Io credo che la gioia del Signore debba trasparire dal nostro sguardo e da tutto noi stessi. Chi ci incontra deve essere affascinato dal nostro sorriso, deve incontrare una gioia, che è quella di Gesù, perché altrimenti vuol dire che non l‘abbiamo dentro. Se tu hai sempre qualcosa che ti incupisce, che ti rattrista, che ti deprime vuol dire che non sei aperta al Bellissimo, sei chiusa in te stessa.
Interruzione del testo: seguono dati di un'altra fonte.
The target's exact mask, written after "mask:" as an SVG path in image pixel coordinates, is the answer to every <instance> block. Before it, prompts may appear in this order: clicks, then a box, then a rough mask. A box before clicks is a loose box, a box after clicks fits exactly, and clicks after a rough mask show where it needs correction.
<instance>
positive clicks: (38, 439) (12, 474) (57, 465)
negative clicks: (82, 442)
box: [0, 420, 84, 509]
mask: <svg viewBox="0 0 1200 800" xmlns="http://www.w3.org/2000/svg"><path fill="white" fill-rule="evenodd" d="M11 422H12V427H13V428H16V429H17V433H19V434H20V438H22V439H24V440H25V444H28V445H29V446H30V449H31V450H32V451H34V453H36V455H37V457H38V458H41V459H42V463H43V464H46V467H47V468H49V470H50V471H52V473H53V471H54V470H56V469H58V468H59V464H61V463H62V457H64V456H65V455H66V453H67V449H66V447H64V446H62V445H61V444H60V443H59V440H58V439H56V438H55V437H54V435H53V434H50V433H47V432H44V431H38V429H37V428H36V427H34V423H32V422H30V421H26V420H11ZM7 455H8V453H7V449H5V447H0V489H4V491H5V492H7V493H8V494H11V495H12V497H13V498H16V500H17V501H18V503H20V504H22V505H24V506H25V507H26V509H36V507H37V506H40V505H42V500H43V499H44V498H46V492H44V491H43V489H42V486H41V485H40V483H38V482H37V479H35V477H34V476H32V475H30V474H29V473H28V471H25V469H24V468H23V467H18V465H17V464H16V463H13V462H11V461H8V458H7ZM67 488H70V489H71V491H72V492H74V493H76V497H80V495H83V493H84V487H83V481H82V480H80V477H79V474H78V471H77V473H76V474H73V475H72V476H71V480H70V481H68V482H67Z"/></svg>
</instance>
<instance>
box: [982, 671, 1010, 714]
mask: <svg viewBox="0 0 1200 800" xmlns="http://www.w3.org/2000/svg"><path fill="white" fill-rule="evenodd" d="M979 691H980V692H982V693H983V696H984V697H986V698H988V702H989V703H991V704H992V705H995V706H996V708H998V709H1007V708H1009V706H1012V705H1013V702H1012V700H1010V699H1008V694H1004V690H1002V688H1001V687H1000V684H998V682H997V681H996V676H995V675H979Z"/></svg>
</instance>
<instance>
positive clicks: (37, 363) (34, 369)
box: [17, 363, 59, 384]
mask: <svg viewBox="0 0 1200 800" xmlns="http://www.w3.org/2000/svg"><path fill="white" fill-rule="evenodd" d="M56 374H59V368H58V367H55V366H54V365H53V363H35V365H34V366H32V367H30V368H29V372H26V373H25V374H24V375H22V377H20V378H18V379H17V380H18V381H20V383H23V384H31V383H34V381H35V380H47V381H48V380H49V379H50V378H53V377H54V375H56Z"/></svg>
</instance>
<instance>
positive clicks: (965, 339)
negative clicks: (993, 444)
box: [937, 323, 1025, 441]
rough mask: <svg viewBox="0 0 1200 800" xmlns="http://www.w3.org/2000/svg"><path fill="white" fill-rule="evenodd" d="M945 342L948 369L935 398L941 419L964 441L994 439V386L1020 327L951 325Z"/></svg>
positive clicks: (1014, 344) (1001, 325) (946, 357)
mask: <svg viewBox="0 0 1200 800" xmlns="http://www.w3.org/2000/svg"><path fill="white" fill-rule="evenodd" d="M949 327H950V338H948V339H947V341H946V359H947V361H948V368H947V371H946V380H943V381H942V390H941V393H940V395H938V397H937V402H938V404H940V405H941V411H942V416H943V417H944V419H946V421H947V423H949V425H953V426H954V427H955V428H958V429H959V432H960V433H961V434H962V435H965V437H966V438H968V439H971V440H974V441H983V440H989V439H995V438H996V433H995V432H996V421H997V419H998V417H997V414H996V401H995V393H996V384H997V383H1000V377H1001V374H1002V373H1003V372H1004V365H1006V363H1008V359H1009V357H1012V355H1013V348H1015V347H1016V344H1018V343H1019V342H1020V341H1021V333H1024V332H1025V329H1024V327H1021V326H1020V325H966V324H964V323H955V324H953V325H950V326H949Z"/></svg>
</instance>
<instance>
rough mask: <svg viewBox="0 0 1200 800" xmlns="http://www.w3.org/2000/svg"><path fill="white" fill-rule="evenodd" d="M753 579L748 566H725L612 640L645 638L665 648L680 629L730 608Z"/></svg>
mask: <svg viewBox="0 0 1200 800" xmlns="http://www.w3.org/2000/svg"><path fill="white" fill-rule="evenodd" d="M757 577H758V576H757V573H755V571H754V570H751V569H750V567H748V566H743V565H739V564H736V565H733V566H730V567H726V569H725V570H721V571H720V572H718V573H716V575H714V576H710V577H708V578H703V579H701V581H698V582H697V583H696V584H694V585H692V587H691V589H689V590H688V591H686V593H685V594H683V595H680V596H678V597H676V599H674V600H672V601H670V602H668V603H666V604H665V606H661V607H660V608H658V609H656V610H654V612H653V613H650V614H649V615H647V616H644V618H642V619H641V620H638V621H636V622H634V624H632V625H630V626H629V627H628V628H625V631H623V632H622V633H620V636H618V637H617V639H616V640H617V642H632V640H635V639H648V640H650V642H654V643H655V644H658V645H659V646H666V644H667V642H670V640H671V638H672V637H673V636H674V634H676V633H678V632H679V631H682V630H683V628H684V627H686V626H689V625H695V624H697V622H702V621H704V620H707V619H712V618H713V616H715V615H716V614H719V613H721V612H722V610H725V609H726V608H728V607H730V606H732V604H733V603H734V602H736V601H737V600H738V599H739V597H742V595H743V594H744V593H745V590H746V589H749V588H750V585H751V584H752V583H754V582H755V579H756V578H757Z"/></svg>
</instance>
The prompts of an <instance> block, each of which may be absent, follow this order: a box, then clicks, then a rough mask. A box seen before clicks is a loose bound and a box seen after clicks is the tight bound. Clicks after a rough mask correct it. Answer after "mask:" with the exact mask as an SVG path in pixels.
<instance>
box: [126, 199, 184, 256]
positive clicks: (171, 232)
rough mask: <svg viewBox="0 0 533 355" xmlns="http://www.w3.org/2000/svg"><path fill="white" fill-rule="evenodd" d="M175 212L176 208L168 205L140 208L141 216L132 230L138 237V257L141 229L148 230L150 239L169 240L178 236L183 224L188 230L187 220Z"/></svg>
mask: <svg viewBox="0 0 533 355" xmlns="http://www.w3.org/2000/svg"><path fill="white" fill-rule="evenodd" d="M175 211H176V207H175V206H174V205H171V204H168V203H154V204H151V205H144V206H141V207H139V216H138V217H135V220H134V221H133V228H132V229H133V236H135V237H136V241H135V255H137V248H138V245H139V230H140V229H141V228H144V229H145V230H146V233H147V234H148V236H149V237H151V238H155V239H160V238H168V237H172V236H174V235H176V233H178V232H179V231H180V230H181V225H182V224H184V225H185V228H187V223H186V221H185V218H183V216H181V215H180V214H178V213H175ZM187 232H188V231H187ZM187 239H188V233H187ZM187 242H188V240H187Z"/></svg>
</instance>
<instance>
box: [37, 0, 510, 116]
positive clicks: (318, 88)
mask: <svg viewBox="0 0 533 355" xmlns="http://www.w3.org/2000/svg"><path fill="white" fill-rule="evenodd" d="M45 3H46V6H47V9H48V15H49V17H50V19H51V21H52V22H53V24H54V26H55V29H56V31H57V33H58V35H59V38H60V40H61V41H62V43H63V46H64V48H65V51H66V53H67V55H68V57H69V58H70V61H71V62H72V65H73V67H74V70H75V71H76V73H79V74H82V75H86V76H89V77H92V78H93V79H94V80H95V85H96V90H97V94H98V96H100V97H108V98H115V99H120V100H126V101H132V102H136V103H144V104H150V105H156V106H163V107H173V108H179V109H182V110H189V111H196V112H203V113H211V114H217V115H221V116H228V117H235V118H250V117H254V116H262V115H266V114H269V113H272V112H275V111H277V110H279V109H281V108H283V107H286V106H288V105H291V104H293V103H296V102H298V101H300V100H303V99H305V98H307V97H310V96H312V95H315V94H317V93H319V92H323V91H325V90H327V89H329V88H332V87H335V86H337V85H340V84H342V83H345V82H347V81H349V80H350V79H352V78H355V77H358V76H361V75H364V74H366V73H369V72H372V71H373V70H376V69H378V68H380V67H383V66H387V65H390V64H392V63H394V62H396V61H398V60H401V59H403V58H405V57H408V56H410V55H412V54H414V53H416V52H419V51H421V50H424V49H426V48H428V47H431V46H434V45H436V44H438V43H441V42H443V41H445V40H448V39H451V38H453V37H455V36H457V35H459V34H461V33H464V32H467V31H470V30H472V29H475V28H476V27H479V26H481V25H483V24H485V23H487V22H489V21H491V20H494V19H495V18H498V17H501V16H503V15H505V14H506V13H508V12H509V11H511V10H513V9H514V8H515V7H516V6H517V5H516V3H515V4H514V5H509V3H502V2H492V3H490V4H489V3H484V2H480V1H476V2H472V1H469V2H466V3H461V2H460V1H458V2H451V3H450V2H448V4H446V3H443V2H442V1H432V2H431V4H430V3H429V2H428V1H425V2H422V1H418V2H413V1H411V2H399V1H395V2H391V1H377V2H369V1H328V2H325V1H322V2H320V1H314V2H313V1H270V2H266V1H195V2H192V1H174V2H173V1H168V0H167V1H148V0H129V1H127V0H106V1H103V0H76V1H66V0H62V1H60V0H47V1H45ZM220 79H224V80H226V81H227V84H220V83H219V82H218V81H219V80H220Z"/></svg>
Soltanto uno sguardo illuminato dall’Eterno – lo sguardo di chi sa stare in silenzio davanti al tabernacolo – può permettere all’altro un incontro col Mistero».
 
Se il nostro volto è irradiato dal silenzio, questo diventa luogo dell’incontro, perché si percepisce l’altro nella presenza più vera, non per quello che l’altro trasmette ma per quello che è veramente: c’è un incontro nella verità, un “cuore a cuore” che non mente, mentre le parole, a volte, sono rumore, inganno, mancata occasione di cogliere il Mistero.
 
Silenzio e senso della meraviglia. Nel silenzio, una persona incontra la parte più profonda e più vera di se stessa e questa parte invoca una totalità che solo Dio può dare come dono. Il secondo incontro è con Dio, dopo avere superato me stesso. Il terzo incontro è con l’altro, non per quello che mi può dare – c’è sempre il rischio di cercare l’altro perché mi serve, mi aiuta, mi fa star bene, mi piace… però sono sempre io l’oggetto! – ma per la gioia di cogliere lo Spirito: si va verso l’altro animati dal senso di stupore e di meraviglia.
 
In certi esercizi spirituali vissuti in rigoroso silenzio – anche durante i pasti –, di fronte a persone sconosciute, è bello osservare tutti con un senso di meraviglia: si apprende a conoscere gli altri guardando come si muovono, come vestono, come s’incontrano con gli sguardi. Questo guardarsi in silenzio è un inizio molto bello perché il silenzio – senza nulla togliere a quello personale – va anche condiviso: nella preghiera, nel deserto…
Quando, alla fine, si rompe il silenzio, si ha la sensazione di conoscersi già. Si bandisce la chiacchiera, si inizia a comunicare su valori eterni, grazie a quello Spirito che crea ponti tra le persone, tra l’umano e il divino, tra la terra e il cielo.